Oakland Bakery and Market has added produce, and Cole said to look for an announcement around November about new grocery items that will “excite the campus.” For students in need of a few grocery items or prepared food to go, a brand new Quick Zone store opens this fall in Sutherland Hall, one of Pitt’s upper-campus residences. The store also offers a Starbucks Express and a gluten-free section.
“Engaging students and exceeding their expectations is important for us,” said Cole. “We are really excited about the new school year.”
FAQs about campus food and beyond
What’s the difference between Dining Dollars and Panther Funds?
Dining Dollars are a part of students’ meal plans and can be used at any Pitt dining location.

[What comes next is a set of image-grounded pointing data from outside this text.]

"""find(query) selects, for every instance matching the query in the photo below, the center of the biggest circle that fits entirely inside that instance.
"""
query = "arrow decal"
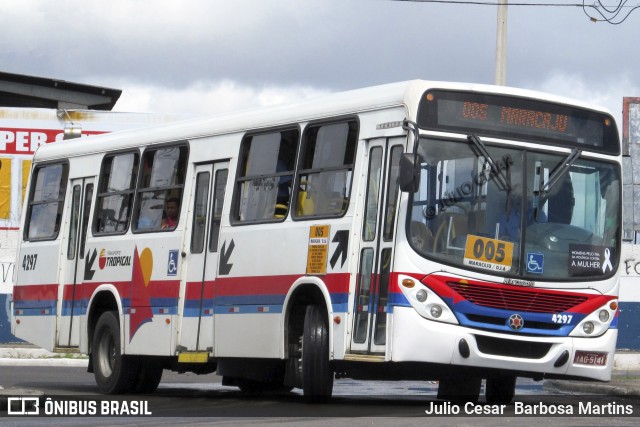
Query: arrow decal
(225, 266)
(342, 237)
(88, 264)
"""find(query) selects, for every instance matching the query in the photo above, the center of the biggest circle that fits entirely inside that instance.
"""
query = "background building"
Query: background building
(36, 111)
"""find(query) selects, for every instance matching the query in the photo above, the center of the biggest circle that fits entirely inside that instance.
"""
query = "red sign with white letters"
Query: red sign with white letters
(27, 141)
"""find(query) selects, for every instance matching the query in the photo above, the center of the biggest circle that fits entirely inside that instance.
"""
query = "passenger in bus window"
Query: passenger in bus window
(421, 236)
(172, 210)
(510, 219)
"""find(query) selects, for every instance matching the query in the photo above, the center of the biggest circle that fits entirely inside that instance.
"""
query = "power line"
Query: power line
(596, 12)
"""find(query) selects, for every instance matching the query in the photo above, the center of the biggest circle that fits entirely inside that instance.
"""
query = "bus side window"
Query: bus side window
(263, 187)
(162, 181)
(324, 183)
(118, 176)
(46, 200)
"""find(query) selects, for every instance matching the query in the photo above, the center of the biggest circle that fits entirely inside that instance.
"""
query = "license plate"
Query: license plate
(590, 358)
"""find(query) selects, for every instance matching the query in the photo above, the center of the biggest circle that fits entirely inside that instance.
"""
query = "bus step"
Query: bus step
(193, 357)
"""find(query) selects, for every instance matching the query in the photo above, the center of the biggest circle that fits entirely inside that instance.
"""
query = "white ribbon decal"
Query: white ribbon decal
(607, 261)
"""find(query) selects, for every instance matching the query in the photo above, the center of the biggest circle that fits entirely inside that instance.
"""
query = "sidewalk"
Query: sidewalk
(624, 382)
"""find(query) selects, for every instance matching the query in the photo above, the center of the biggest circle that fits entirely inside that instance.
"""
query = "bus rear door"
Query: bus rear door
(70, 304)
(376, 246)
(196, 329)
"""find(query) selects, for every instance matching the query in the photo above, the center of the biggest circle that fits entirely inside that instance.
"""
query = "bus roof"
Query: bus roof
(400, 94)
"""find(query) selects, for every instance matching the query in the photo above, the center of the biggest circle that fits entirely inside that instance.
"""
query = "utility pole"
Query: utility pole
(501, 44)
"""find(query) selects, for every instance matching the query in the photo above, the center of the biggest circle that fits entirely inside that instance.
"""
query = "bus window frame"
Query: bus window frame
(346, 167)
(99, 194)
(234, 218)
(135, 216)
(64, 181)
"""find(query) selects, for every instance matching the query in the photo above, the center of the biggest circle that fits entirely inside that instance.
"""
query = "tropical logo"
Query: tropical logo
(141, 312)
(113, 259)
(102, 259)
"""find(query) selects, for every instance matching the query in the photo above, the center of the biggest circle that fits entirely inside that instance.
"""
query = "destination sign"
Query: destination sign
(516, 118)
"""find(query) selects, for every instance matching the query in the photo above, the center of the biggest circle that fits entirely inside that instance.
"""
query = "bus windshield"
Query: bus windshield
(516, 212)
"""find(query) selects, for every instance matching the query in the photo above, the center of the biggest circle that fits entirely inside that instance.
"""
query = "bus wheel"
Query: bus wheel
(459, 387)
(148, 378)
(112, 371)
(500, 389)
(317, 373)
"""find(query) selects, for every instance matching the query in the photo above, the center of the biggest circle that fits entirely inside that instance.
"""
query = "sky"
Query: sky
(206, 57)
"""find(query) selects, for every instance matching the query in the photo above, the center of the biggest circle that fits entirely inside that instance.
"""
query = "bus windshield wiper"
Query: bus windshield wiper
(558, 173)
(503, 183)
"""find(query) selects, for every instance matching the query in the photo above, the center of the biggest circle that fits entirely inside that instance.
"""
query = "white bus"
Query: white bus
(418, 230)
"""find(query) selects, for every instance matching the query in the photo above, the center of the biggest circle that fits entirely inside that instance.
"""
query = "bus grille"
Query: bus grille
(511, 348)
(526, 299)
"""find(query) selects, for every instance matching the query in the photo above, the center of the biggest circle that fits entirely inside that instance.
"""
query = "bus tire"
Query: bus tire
(317, 373)
(459, 387)
(148, 377)
(500, 389)
(113, 372)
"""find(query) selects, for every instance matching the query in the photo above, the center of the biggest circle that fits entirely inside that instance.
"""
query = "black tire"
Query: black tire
(317, 372)
(113, 372)
(500, 389)
(148, 378)
(459, 388)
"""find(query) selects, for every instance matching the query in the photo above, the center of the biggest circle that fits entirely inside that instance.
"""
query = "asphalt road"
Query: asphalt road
(189, 399)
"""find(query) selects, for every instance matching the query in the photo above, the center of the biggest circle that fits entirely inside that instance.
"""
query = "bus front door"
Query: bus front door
(376, 246)
(196, 330)
(70, 308)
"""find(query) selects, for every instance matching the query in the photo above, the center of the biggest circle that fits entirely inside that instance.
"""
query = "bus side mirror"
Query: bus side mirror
(410, 172)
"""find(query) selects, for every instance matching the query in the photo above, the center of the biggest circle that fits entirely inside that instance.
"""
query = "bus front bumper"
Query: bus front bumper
(417, 339)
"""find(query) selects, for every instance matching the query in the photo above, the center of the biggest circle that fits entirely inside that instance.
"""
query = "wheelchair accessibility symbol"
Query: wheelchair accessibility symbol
(172, 265)
(535, 263)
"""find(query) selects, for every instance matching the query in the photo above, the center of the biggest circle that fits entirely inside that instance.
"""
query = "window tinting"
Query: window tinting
(263, 188)
(324, 182)
(116, 189)
(160, 188)
(46, 201)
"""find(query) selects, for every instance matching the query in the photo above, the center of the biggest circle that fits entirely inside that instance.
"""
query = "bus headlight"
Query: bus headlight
(436, 311)
(603, 315)
(596, 323)
(588, 328)
(426, 302)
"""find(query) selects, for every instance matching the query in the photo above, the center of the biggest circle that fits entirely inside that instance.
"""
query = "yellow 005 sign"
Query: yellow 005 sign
(489, 254)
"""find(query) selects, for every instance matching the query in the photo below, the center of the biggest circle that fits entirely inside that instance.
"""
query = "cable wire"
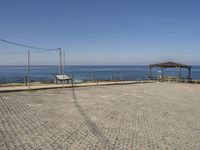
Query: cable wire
(27, 46)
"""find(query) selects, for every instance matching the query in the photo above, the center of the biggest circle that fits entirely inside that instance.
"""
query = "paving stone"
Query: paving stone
(152, 116)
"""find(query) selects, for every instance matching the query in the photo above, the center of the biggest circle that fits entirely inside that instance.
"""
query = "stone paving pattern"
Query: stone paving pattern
(136, 116)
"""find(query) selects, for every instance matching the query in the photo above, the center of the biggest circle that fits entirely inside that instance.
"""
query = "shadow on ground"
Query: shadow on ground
(94, 129)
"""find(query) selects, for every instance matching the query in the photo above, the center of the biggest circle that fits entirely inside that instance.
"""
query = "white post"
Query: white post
(63, 68)
(28, 70)
(60, 60)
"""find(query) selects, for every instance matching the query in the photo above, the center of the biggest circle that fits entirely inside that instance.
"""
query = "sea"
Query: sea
(16, 74)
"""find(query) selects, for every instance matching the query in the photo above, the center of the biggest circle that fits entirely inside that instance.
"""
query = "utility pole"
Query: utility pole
(60, 60)
(28, 69)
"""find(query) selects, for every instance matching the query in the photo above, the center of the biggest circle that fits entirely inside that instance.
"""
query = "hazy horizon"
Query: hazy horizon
(114, 32)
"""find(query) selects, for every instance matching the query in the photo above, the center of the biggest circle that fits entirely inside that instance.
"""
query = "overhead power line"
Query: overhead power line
(27, 46)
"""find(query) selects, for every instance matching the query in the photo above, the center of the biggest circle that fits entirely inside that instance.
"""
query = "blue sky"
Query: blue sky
(102, 32)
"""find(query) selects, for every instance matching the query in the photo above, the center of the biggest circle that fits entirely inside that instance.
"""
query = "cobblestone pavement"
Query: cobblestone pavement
(138, 116)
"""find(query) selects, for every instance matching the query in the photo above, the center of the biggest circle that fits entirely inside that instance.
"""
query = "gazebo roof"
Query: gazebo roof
(170, 65)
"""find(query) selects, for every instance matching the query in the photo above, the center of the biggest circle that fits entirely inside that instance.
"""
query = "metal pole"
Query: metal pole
(92, 78)
(63, 67)
(60, 60)
(28, 70)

Panther Funds are money placed on a prepaid card to supplement the meal plan. Funds can be used at Pitt dining facilities as well as the University Store on Fifth, Pitt laundry facilities and the Pitt Farmers Market, plus a number of local restaurants and grocers such as Giant Eagle Market District. Panther Central has instructions for loading Panther Funds.

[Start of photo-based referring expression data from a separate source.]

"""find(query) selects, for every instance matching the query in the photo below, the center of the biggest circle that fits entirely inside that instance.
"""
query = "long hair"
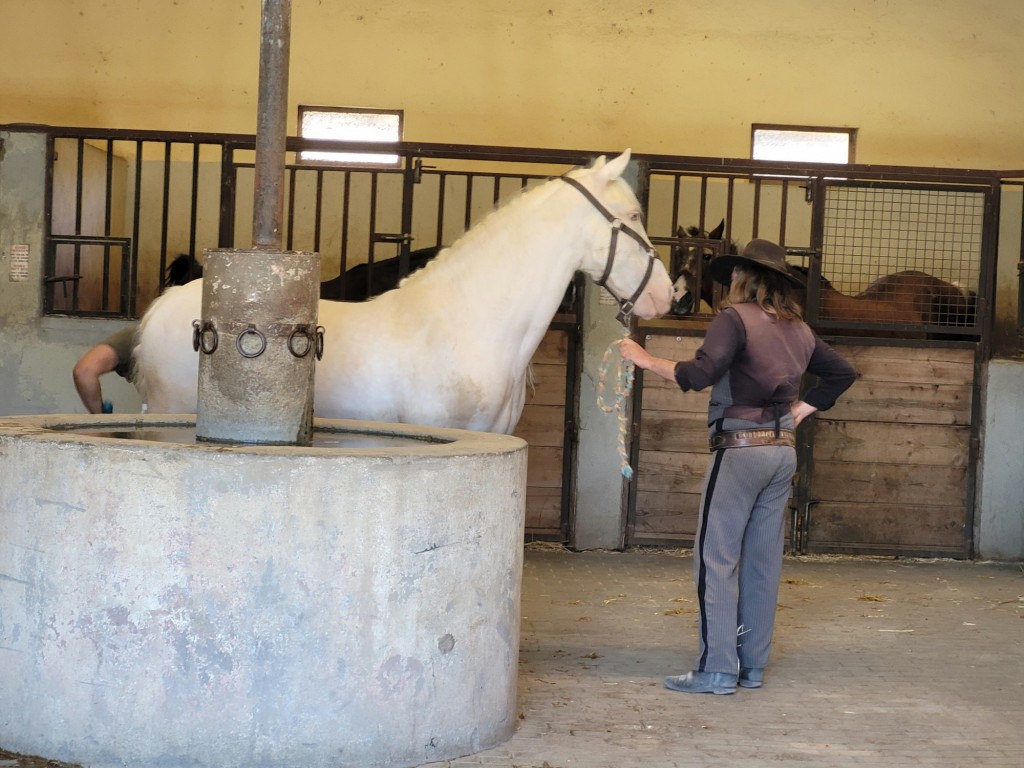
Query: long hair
(767, 289)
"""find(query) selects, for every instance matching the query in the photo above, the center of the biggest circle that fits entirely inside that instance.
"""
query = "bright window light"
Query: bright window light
(350, 125)
(803, 144)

How do I change my meal plan?
The meal plan change form is online, along with other downloadable forms. Students have until the last day of the add/drop period (Sept. 8, 2017) to try different options as they learn what plan works best for them.
Where can I get coffee and tea?
Click the blue icons on the image below for details about on-campus places to grab a quick cup or linger over a barista creation.
Where can I get groceries?
From organic to ethnic, from superstores to small specialty shops, Oakland and the neighborhoods next door have the grocery items students need and crave. Here’s a handy guide, including their distance from the Cathedral of Learning. The bus stop on Fifth Avenue by the Cathedral is also where you can pick up buses listed (more info on getting around here).
Specialty Shops Nearby
Kohli’s Indian Imports
319 S. Craig St.
0.3 miles away
Las Palmas (Mexican)
326 Atwood St.
0.5 miles away
Seoul Mart (Korean)
4701 Fifth Ave.
0.5 miles away
Merante Groceria (Italian)
3454 Bates St.
0.7 miles away
Sultan Bey (Turkish and halal)
4601 Centre Ave
0.7 miles away
Salim’s Middle Eastern Foods
4705 Centre Ave.
0.9 miles away
Giant Eagle Market District
5550 Centre Ave.
1.8 miles away
via 71A or 71C to Centre Ave. at Negley Ave. (Market District)
Whole Foods Market
5880 Centre Ave.
2.1 miles away
via 71A or 71C to Centre Ave. at Negley Ave.
71B to Highland Ave. Opposite Baum Blvd.
75 to Ellsworth Ave. at Spahr St.
6343 Penn Ave.
2.4 miles away
via 71C to Penn Ave. at Shady Ave.
Where are various food trucks today?
Mobile Nom, built by Pitt students, tracks the locations, menus and hours of Oakland’s food trucks.